”Besok saya akan bertemu dengan teman yang sudah 25 tahun tidak berjumpa,” kata saya kepada murid saya, seorang remaja SMA. ”Wah, umur Ibu sudah banyak sekali ya, karena saya saja belum 20 tahun!” jawabnya.
Mendengar celotehnya, dalam hati saya menghitung umur saya kembali, ternyata memang sudah banyak angkanya. Jka dihitung dari rata-rata harapan hidup manusia di Indonesia, saya sudah melampaui 2/3 nya. Jadi seharusnya, sudah lebih dari 2/3 perjalanan saya dalam kehidupan ini.
Dan dalam perjumpaan singkat keesokan harinya, teman saya itu bertanya, ”Apa iya kita sudah 25 tahun tidak berjumpa? Rasanya baru saja kemarin.” Tentu saja saya menertawakannya. Bagaimana mungkin 25 tahun itu singkat?

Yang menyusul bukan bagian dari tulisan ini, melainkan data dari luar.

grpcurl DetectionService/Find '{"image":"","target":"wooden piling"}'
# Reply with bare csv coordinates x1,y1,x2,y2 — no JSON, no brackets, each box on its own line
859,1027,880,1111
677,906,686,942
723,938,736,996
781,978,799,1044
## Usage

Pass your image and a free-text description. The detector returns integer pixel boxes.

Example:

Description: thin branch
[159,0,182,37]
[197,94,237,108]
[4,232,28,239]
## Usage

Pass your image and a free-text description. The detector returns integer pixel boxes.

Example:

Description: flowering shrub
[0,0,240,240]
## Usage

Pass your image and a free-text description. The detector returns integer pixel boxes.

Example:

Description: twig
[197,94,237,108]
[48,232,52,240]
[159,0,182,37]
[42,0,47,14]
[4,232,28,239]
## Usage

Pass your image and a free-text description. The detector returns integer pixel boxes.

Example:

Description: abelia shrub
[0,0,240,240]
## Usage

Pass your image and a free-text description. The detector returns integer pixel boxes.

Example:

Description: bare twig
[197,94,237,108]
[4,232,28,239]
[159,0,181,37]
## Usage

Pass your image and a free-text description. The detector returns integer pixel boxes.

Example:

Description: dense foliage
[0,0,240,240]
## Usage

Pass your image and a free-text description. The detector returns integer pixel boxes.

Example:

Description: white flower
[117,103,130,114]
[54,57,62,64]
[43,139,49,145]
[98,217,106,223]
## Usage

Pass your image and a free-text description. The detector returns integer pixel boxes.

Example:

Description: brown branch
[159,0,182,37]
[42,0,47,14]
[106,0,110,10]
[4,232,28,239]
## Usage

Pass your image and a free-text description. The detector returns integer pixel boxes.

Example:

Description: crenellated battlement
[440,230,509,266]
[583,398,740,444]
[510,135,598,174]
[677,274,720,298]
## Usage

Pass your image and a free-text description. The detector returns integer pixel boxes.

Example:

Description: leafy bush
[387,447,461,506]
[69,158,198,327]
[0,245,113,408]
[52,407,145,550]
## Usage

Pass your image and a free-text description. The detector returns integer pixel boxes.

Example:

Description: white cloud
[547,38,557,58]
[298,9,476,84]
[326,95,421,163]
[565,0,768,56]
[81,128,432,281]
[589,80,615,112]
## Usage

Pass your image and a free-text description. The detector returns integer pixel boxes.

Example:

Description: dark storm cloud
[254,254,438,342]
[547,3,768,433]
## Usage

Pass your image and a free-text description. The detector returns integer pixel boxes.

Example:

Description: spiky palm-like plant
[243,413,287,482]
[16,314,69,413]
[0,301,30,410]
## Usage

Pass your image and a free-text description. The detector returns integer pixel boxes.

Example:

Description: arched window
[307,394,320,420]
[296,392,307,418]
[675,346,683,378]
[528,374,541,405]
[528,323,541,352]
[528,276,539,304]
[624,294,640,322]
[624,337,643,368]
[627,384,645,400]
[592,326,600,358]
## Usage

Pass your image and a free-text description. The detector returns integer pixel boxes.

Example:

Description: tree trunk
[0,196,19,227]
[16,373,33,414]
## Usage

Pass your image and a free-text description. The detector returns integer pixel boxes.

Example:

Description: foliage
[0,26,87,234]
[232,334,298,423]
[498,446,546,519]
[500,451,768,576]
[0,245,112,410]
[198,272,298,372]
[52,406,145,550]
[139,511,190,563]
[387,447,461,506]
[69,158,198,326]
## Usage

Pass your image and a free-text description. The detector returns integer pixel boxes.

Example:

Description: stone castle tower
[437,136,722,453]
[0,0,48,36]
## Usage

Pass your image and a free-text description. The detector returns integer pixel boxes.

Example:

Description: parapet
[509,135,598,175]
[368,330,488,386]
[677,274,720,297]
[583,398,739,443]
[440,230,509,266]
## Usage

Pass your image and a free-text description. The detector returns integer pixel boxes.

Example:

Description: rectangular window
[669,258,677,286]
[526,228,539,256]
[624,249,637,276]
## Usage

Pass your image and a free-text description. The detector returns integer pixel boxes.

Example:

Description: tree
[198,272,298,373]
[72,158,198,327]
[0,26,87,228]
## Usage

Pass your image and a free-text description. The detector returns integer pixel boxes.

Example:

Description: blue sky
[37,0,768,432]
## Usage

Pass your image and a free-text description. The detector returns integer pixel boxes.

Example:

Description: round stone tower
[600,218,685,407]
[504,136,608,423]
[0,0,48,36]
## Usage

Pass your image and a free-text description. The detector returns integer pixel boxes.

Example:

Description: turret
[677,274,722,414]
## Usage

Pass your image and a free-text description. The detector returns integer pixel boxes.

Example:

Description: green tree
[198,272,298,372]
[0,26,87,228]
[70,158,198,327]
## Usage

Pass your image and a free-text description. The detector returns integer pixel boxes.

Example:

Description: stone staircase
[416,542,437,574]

Namun itulah kenyataannya, beberapa kejadian kembali berputar, seakan-akan itu belum lama berlalu. Itulah sang waktu. Terkadang terasa lama berlalu, namun tak terasa semua sudah berlalu. Yang Maha Adil memberikan kita dengan jumlah yang sama, sehari 24 jam, tidak ada yang kurang atau lebih satu detik pun dalam seharinya.

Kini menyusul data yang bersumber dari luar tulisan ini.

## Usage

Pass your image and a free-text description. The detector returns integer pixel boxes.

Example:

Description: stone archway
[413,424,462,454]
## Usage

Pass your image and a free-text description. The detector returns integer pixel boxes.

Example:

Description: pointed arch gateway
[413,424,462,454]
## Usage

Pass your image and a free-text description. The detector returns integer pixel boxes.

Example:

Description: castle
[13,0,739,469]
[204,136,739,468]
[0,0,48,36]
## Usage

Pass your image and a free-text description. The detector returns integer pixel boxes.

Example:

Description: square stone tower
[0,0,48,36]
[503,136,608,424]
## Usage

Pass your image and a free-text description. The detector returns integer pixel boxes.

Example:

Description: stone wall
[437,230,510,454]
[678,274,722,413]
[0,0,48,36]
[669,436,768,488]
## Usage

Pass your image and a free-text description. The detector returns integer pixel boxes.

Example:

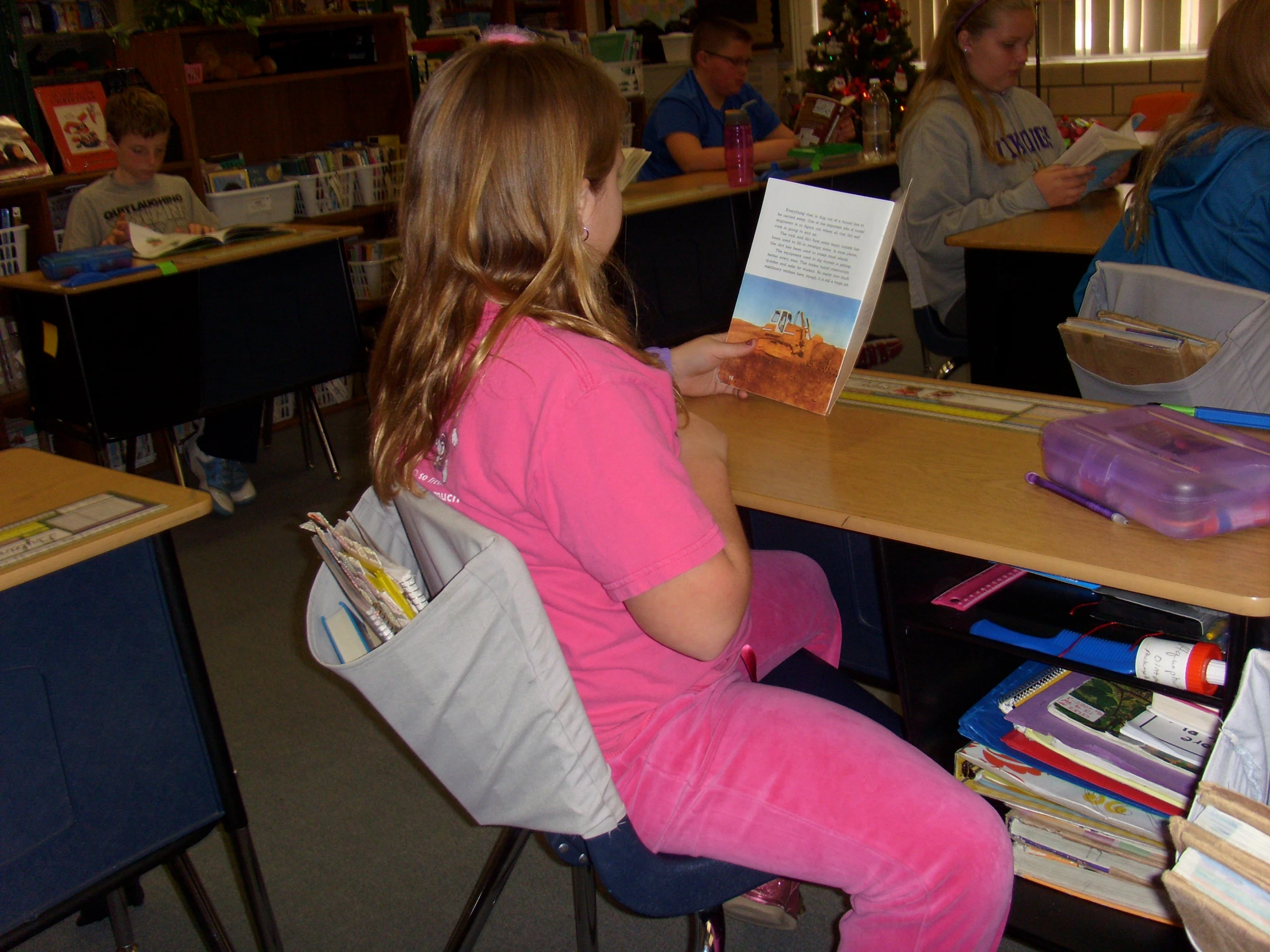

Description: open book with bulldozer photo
[719,180,903,414]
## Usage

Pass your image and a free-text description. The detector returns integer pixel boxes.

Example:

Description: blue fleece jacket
[1076,125,1270,311]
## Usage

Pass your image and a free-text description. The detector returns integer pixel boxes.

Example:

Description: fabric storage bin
[0,225,30,274]
[353,159,405,204]
[307,489,626,836]
[1068,261,1270,412]
[348,258,401,301]
[286,169,357,218]
[207,182,299,227]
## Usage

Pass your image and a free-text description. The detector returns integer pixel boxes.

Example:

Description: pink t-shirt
[414,305,734,756]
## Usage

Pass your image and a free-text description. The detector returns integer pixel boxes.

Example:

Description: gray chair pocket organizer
[1072,261,1270,412]
[307,490,626,838]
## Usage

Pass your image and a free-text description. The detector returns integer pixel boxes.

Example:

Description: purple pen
[1028,472,1129,525]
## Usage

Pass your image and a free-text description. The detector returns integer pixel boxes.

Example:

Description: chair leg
[105,887,137,952]
[446,827,530,952]
[688,906,727,952]
[305,387,339,480]
[166,853,234,952]
[573,863,599,952]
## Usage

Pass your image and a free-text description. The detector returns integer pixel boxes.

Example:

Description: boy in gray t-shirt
[62,86,263,516]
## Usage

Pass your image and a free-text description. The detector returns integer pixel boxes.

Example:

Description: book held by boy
[128,222,293,259]
[719,179,903,415]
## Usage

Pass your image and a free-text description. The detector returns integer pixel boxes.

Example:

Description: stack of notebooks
[1058,311,1221,384]
[957,662,1219,923]
[300,513,428,664]
[1165,781,1270,952]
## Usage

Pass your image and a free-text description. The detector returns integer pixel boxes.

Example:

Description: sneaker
[186,440,234,516]
[723,880,803,929]
[856,337,904,371]
[225,459,255,505]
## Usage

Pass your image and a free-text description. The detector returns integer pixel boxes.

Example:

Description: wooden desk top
[622,159,895,215]
[945,186,1129,255]
[688,375,1270,617]
[0,222,362,294]
[0,449,212,590]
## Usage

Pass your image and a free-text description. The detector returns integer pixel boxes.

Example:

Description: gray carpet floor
[20,371,1041,952]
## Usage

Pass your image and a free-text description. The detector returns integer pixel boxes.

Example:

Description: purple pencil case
[1040,406,1270,538]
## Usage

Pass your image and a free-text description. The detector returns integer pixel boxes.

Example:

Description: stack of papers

Perjumpaan itu mengingatkan bahwa saya sudah memasuki usia rembang senja. Jika sang mentari berada di ufuk Timur saat kami dahulu bercengkerama, yang rasanya seperti kemarin. Tiba-tiba sekarang sang mentari sudah memasuki sore hari, menjelang masuk ke peraduannya.

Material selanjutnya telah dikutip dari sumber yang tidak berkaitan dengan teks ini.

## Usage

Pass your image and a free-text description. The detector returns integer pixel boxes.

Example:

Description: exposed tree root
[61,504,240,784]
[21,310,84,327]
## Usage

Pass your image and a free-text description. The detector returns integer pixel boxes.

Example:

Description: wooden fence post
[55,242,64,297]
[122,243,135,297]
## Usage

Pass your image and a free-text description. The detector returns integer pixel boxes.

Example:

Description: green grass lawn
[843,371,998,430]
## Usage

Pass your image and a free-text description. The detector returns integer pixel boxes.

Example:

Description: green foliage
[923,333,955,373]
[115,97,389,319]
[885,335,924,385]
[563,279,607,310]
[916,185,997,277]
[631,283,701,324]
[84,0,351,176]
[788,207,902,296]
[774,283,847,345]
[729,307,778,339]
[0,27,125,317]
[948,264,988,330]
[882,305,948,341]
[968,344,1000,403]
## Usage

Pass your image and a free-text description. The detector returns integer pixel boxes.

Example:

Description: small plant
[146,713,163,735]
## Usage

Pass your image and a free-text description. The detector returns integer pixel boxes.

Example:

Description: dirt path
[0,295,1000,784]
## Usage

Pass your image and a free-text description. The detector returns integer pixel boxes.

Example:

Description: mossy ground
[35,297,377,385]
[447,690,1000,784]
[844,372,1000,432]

Memaknai waktu yang tidak dapat diputar kembali, menggunakan waktu yang tinggal sedikit lagi, menikmati waktu pemberian Sang Khalik. Hidup yang tersisa ini, akan diisi dengan apakah? Sukacita atau dukacita, kegembiraan atau kekecewaan, kebahagiaan atau kesedihan, semua bagaikan dua sisi dari satu koin kehidupan.
Saya pun jadi teringat kalimat yang diucapkan Master Oogway dalam film Kung Fu Panda,”Yesterday is history, tomorrow is a mystery, but today is a gift, that is why it’s called it the present.”